Die Ärzte und das Pflegepersonal beobachten in der Klinik die Patienten. Je nach Beobachtung wird ein Medikament in einer bestimmten Dosierung eingesetzt und werden Therapien angesetzt. Da die Beobachtungen in der Regel dem Betroffenen nicht mitgeteilt werden, bleibt für ihn die Medikation undurchsichtig. Das fehlende Feedback ist für den Patienten jedoch ein wichtiges Anliegen. Der Behandler könnte dem Patienten beispielsweise mitteilen, dass der Betroffene Vergiftungsängste hat, sehr verletzlich ist, Konzentrationsschwierigkeiten hat und sehr umtriebig ist. Deshalb werde nun ein bestimmtes Medikament in einer bestimmten Medikation eingesetzt. Dies sei keine Strafmaßnahme, sondern soll dem Betroffenen dabei helfen, keine Vergiftungsängste mehr zu haben, ein dickeres Fell zu bekommen, sich besser konzentrieren zu können und zur Ruhe zu kommen. Die damit erzielte Transparenz würde dem Betroffenen dabei helfen, die Behandlung nicht mehr als so beängstigend zu empfinden.
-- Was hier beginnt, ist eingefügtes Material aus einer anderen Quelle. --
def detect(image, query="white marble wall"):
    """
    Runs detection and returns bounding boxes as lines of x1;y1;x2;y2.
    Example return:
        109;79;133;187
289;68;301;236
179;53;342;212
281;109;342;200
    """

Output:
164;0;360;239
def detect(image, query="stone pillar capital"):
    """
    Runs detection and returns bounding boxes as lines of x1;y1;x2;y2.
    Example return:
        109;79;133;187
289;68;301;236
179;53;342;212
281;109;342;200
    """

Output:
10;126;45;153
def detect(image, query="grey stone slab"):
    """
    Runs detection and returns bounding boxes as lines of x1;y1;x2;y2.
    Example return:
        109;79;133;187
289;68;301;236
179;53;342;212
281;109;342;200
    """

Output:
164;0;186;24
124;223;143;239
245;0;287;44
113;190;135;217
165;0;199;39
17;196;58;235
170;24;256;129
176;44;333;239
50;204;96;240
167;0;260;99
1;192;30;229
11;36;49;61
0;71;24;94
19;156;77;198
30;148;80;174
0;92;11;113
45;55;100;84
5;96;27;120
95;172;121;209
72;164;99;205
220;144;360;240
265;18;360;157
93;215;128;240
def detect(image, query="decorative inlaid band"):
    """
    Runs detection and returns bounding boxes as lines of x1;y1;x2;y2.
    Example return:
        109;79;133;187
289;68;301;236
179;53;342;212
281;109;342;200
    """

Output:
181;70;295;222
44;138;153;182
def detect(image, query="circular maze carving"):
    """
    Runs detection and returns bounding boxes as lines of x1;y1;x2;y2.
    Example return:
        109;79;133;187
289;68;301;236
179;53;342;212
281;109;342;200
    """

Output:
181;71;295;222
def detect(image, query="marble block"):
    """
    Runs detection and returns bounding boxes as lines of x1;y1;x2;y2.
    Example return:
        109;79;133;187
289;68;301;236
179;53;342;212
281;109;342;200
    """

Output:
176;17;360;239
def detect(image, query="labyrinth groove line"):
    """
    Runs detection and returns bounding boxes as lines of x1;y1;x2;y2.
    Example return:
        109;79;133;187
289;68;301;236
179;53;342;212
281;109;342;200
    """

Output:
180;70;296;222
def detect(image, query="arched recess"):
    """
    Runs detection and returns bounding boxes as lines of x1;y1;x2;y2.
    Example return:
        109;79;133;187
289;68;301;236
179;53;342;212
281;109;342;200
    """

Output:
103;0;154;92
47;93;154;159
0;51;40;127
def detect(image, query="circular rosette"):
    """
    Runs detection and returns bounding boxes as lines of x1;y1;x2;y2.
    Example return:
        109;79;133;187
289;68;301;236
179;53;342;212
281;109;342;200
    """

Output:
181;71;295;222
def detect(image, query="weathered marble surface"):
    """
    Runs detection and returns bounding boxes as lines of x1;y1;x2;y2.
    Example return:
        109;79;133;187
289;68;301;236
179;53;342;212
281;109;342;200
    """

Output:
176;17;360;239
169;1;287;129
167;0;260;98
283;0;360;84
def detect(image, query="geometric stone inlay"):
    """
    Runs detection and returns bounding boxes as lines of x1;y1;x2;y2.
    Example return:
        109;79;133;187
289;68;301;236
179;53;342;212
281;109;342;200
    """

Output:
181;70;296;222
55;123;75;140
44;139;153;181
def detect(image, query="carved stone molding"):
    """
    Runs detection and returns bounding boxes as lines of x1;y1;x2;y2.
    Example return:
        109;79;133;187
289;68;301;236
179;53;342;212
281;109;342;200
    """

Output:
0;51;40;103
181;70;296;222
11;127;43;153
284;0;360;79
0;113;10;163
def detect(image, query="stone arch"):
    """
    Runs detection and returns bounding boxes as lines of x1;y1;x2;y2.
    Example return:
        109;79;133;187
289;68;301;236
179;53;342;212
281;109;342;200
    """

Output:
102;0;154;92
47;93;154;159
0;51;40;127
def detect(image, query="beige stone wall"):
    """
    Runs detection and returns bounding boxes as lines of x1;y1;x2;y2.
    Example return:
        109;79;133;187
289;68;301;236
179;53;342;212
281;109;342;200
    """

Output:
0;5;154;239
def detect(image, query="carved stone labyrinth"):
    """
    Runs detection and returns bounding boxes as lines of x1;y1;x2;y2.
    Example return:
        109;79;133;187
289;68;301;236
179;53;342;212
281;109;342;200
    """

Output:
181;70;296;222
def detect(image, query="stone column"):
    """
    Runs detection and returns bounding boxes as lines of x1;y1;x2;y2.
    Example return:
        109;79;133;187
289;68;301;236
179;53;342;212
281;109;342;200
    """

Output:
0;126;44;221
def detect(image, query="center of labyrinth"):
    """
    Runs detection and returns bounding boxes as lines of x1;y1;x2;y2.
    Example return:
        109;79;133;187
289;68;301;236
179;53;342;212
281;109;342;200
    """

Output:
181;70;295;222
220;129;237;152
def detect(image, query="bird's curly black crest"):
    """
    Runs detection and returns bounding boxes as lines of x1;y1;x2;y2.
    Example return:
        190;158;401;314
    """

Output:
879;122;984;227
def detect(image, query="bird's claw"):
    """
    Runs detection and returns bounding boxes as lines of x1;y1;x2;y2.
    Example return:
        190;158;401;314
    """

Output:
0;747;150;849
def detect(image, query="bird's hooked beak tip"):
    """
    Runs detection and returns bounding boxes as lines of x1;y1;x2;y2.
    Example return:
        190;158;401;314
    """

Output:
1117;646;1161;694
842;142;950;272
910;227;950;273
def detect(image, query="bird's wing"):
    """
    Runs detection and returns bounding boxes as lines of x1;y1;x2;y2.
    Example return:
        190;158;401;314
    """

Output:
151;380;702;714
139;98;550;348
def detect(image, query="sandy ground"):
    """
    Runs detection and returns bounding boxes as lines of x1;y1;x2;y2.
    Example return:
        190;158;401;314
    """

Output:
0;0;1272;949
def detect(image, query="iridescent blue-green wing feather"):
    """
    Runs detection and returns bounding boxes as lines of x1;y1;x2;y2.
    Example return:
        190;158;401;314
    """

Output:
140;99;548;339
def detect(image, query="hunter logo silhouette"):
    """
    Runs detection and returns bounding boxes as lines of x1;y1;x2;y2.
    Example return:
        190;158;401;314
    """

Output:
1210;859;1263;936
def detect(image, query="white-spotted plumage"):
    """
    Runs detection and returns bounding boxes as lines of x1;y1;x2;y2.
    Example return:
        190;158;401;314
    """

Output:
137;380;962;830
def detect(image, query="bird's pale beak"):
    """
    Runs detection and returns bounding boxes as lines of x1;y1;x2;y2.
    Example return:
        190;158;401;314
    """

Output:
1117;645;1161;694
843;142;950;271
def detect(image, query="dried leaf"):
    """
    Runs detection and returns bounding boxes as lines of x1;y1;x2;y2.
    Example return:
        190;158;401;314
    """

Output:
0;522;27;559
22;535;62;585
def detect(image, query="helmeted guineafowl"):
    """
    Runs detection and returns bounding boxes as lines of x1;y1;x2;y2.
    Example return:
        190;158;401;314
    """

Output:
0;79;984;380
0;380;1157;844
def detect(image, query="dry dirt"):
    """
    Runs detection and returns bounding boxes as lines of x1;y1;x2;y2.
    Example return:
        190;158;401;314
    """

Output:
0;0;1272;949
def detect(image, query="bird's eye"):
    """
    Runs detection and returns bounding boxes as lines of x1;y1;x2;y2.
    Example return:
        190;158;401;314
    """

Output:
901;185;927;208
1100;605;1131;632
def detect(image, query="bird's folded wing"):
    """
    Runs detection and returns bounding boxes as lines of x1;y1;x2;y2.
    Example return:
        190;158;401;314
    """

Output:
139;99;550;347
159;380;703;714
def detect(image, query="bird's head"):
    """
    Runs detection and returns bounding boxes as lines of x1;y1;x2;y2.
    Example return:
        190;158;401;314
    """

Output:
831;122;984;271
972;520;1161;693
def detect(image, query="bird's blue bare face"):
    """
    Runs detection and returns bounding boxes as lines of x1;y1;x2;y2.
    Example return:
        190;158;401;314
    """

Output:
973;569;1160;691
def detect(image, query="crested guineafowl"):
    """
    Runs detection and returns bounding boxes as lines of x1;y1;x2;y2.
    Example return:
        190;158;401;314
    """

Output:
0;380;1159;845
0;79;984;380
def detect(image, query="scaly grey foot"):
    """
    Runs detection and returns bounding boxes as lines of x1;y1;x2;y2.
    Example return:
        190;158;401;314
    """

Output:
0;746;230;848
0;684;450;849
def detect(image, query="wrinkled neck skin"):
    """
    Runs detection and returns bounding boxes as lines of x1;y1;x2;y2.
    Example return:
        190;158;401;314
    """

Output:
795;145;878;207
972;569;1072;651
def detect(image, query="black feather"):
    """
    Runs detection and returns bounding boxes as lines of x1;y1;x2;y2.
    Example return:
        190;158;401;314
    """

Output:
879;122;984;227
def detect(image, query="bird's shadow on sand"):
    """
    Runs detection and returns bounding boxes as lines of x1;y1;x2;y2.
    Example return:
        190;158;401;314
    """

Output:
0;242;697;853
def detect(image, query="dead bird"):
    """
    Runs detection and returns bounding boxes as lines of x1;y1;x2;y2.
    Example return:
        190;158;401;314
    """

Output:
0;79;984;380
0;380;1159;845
Die Chemotherapie ist bei der Krebsbehandlung alles andere als angenehm. Auch beim Einsatz von Neuroleptika gibt es oft Anfangsschwierigkeiten, bis sich der Körper an die Einnahme gewöhnt hat. Diese werden vom Betroffenen nicht selten als belastend empfunden und sollten auch von ärztlicher Seite her unter den Tisch gekehrt werden, damit der Patient die Behandlung nicht als gewalttäig erlebt. So kann es vorkommen, dass der Betroffene bei einer Erhöhung der Dosierung das Gefühl haben kann, das Medikament nicht mehr verkraften zu können. Diesen Sachverhalt sollte er zur Sprache bringen und der Arzt sollte dies auch ernst nehmen.
Viele Betroffene möchten gerne einen sanften Ausstieg aus der Psychose und nicht mit einer hohen Anfangsdosierung niedergespritzt werden. Die Medikamente sollen also langsam eingeschlichen und ausgeschlichen werden. Hat der Betroffene das Gefühl, gerade keine höhere Dosis zu verkraften, dann sollte ihm die nötige Zeit gegeben werden, in der er auch noch Symptome zeigen darf.

Die Medikamente stellen oft ein wichtiges Element der Psychosetherapie dar. Genauso wichtig sind aber auch Psychotherapien und teilweise auch Änderungen im sozialen Umfeld des Patienten. Lebt der Betroffene etwa am Bahnhof und bekommt er tagtäglich den Lärm der Bahn mit, dann wird ein Umzug in eine ruhigere Gegend gewiss genauso wiegen wie die Medikation und die Psychotherapie.

Die Medikamente sind kein Allheilmittel. Der Einsatz sollte gemeinsam mit allen Beteiligten - also auch mit den Angehörigen - offen besprochen werden. So kann das Paar oder die Familie eine gemeinsame Haltung zu den Arzneien entwickeln.